800TiP - Meet-URO 12: A randomized phase II trial of niraparib versus best supportive care (BSC) as maintenance treatment in patients with locally advanced or metastatic urothelial cancer (UC) whose disease did not progress after completion of first-line platinum-based chemotherapy

Background

Niraparib is an oral inhibitor of poly ADP-ribose polymerase (PARP) enzymes. PARP inhibitors induce synthetic lethality in cells with aberrations in BRCA1, BRCA2 or other genes impairing homologous recombination (HR). HR deficiency (HRD) is also implicated in the sensitivity to platinum-based chemotherapy, the backbone of perioperative and first-line treatment of UC patients. In preclinical models, a reduced capacity for HR repair is associated with increased sensitivity to PARP inhibitors, and the combination of PARP inhibitor and cisplatin causes a significant increase in DNA damage compared to cisplatin alone. The prevalence of somatic mutations in HR genes in UC and their association with platinum sensitivity represent a good rationale to test PARP inhibition in UC pts. Aim of this trial is to compare maintenance treatment with niraparib plus BSC vs. BSC alone in pts with locally advanced or metastatic UC obtaining objective response or stable disease with first-line platinum-based chemotherapy.

Trial design

Meet-URO 12 is a randomized phase II multicentre trial enrolling pts with locally advanced or metastatic transitional cell UC (either pure or mixed histology), who have received 4-6 cycles of first-line platinum-based chemotherapy without evidence of progression. Primary endpoint is progression-free survival (PFS). 77 pts will be randomized (2:1 ratio) to experimental arm (niraparib 300 or 200 mg daily according to body weight and baseline platelets, plus BSC) or control arm (BSC alone). Treatment will be continued until disease progression, or unacceptable toxicity. 65 PFS events are needed to detect Hazard Ratio 0.57 (median PFS increase from 4 to 7 months), with 80% power and one-tailed alpha 0.1. Secondary endpoints are 6-month PFS rate, objective response rate, duration of response, overall survival, safety and tolerability, patient reported outcomes. Exploratory endpoints are BRCA mutation and HRD test. The study is open, with 16 patients enrolled as of May 20, 2020. Clinical trial information: NCT03945084.

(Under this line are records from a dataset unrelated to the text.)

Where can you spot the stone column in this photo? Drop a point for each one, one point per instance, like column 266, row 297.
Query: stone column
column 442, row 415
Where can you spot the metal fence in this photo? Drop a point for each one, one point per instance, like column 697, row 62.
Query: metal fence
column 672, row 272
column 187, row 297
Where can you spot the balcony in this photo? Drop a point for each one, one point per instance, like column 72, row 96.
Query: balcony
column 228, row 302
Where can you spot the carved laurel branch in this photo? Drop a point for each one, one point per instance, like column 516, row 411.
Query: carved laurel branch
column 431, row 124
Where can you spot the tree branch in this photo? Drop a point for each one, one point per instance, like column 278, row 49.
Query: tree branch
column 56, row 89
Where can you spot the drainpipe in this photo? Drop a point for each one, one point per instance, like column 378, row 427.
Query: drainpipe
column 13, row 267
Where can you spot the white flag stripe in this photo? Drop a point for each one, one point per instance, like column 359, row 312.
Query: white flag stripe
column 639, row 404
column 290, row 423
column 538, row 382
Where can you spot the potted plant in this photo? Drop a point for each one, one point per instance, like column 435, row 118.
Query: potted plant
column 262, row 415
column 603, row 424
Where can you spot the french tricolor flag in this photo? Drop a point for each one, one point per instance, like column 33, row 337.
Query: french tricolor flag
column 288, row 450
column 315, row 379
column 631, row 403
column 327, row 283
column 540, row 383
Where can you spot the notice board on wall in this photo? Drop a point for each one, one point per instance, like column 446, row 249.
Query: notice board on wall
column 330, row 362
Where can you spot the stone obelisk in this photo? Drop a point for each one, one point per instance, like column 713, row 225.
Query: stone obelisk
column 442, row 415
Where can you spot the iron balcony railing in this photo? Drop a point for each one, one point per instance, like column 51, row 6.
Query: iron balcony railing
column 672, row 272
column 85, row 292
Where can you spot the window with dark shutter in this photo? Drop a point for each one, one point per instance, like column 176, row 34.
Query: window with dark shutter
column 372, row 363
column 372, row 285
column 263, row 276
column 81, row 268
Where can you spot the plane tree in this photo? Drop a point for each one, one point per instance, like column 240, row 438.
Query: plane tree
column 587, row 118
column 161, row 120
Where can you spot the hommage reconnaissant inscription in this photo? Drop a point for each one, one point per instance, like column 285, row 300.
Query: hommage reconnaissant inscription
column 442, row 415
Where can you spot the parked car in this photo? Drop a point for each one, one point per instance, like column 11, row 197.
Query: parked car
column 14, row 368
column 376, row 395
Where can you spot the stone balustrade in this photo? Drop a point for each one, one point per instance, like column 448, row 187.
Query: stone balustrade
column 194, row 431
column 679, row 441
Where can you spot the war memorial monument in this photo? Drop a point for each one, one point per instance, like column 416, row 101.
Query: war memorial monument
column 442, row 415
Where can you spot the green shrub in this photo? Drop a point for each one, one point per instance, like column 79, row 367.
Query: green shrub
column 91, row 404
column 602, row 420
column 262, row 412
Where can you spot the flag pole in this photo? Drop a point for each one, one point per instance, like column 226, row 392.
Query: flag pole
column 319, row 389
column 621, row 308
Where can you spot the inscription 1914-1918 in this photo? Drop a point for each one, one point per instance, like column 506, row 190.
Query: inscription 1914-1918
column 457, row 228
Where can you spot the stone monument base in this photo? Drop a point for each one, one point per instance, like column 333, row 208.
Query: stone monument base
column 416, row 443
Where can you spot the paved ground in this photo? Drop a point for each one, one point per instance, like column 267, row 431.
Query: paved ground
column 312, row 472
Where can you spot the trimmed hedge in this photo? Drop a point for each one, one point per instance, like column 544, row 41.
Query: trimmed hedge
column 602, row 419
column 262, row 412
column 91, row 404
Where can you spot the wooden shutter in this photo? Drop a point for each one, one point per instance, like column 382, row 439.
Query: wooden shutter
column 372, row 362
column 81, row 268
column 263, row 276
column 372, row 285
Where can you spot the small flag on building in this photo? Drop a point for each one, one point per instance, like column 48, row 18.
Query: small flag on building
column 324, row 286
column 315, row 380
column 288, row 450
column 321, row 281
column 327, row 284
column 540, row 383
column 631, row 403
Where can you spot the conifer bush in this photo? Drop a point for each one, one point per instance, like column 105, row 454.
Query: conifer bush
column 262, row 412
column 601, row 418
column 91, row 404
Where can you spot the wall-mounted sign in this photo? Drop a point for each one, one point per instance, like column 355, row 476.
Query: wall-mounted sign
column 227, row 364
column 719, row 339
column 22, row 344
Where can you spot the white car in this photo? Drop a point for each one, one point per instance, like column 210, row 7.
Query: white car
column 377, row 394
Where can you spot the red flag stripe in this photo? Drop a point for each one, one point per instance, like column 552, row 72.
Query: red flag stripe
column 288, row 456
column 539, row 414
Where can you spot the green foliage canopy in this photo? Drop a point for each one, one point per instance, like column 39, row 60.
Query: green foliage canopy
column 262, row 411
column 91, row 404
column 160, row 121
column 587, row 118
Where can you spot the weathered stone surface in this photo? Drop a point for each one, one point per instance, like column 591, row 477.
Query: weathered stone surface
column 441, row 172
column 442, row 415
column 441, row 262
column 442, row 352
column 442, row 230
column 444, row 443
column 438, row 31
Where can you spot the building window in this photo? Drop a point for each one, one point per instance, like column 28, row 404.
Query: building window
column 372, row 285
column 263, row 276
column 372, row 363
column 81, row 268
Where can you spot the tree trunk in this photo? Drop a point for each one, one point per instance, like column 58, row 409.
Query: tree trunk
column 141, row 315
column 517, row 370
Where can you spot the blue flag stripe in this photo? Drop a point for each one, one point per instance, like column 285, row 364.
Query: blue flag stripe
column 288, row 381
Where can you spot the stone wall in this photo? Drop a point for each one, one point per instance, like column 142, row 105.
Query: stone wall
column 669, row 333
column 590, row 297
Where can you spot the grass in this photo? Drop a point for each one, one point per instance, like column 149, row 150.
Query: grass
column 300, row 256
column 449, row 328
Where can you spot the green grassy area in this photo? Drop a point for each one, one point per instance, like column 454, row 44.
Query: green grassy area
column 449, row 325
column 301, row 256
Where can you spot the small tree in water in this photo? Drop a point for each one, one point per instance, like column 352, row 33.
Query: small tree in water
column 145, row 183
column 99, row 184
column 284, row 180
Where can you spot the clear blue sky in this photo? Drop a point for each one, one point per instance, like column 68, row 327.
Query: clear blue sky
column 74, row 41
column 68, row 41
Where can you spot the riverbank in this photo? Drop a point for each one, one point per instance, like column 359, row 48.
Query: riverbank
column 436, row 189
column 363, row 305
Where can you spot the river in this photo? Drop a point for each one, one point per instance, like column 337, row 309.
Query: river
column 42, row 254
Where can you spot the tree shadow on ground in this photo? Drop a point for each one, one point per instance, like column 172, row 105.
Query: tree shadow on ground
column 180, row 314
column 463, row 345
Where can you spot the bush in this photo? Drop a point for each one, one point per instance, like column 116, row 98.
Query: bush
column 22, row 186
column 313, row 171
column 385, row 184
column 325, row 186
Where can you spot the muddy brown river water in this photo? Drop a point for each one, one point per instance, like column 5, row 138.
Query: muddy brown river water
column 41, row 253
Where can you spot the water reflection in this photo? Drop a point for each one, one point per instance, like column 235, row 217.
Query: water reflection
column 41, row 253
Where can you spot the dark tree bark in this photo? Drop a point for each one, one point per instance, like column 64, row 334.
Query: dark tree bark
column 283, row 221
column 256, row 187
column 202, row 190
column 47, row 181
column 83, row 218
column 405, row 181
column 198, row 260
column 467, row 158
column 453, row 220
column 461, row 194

Clinical trial identification

NCT03945084 EudraCT: 2018-004147-24.

Editorial acknowledgement

Legal entity responsible for the study

Department of Oncology, University of Turin.

Funding

Tesaro GSK.

Disclosure

U. Basso: Honoraria (self), Advisory/Consultancy, Speaker Bureau/Expert testimony: Janssen; Honoraria (self), Advisory/Consultancy: Incyte; Honoraria (self), Advisory/Consultancy, Speaker Bureau/Expert testimony: Bristol Myers Squibb; Honoraria (self), Advisory/Consultancy: MSD; Research grant/Funding (institution): Ipsen; Honoraria (self), Speaker Bureau/Expert testimony: Pfizer; Honoraria (self), Speaker Bureau/Expert testimony: Sanofi Aventis; Honoraria (self), Speaker Bureau/Expert testimony: Novartis. M. Di Maio: Research grant/Funding (institution): Tesaro GSK; Honoraria (self), Advisory/Consultancy: AstraZeneca; Honoraria (self), Advisory/Consultancy: Pfizer; Honoraria (self), Advisory/Consultancy: Janssen; Honoraria (self), Advisory/Consultancy: Astellas; Honoraria (self), Advisory/Consultancy: Eisai. All other authors have declared no conflicts of interest.